Growth & Capital Efficiency
| Metric | Company | Median (IQR) | Delta |
|---|---|---|---|
| Revenue Growth Rate (YoY) | 5.5% | 10.1% (1.7%–20.2%) | -4.6pt |
Revenue growth lags the industry median by 4.6pt, indicating a somewhat slower growth pace. Stagnation in membership sales contributes, but solid growth in the Hotel and Medical segments sustains overall revenue growth.
※ Source: Company aggregation
Continued improvement in hotel profitability: The Hotel & Restaurant Business recovered sharply, with Operating Income up +175.0% YoY and operating margin improving to 4.9%. Post-COVID occupancy recovery and higher average spend are primary drivers; if travel demand remains strong, further margin improvement is possible. The hotel business is an important variable for lifting consolidated operating margin to 11.1%.
Stable growth in the Medical Business and continued capital investment: The Medical Business continued double-digit growth (Revenue +9.9%, Operating Income +10.5%) and maintained a 14.5% operating margin.
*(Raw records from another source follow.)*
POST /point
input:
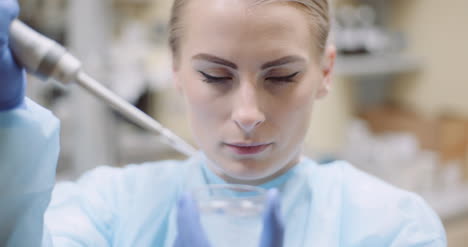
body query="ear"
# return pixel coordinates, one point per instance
(327, 65)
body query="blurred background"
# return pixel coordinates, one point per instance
(398, 107)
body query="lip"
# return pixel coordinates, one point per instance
(248, 148)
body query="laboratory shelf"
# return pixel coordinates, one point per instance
(449, 205)
(375, 64)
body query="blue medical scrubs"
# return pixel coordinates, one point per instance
(331, 205)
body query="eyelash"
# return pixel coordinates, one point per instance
(281, 79)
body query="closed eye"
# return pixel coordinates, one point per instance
(213, 79)
(288, 78)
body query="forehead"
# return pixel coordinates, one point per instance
(231, 28)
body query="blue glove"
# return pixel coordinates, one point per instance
(190, 232)
(12, 79)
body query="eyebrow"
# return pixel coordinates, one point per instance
(277, 62)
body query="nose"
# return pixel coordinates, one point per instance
(247, 113)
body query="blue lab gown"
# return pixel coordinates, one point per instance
(322, 205)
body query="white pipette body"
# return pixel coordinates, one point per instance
(45, 58)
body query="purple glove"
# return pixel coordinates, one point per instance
(190, 231)
(12, 79)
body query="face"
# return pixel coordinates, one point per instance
(250, 76)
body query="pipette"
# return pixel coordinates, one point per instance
(46, 59)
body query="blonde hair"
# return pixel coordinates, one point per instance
(317, 9)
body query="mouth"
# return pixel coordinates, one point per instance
(248, 148)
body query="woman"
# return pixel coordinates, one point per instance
(249, 71)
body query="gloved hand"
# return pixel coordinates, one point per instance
(12, 78)
(190, 232)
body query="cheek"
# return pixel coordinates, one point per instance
(204, 108)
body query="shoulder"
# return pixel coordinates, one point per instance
(376, 213)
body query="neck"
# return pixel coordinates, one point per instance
(293, 162)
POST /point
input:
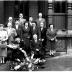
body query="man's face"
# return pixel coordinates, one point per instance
(51, 26)
(21, 15)
(35, 37)
(1, 27)
(10, 19)
(9, 25)
(41, 24)
(17, 23)
(30, 19)
(40, 15)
Expansion of facilities and high utilization at existing facilities support growth amid structural demand from an aging population. However, capital expenditure is high at 1.7x depreciation, and continued investment will need monitoring for its impact on Free Cash Flow.
Strong cash generation and stable shareholder returns: Operating CF was ¥502.6B (+37.0%), OCF/Net Income ratio 2.4x, indicating good cash realization. Free Cash Flow of ¥147.3B comfortably covers dividend payments of ¥66.2B. With a payout ratio of 32.6% and FCF coverage of 2.2x, dividend sustainability is high. The stock split also implies an effective post-split dividend maintenance or increase, suggesting the company has a financial base to balance shareholder returns and growth investment.
This report was automatically generated by AI analyzing XBRL earnings release data. It does not constitute a recommendation to invest in any particular security. Industry benchmarks are reference information compiled by the Company based on public financial data. Investment decisions are your responsibility; please consult a professional advisor where appropriate.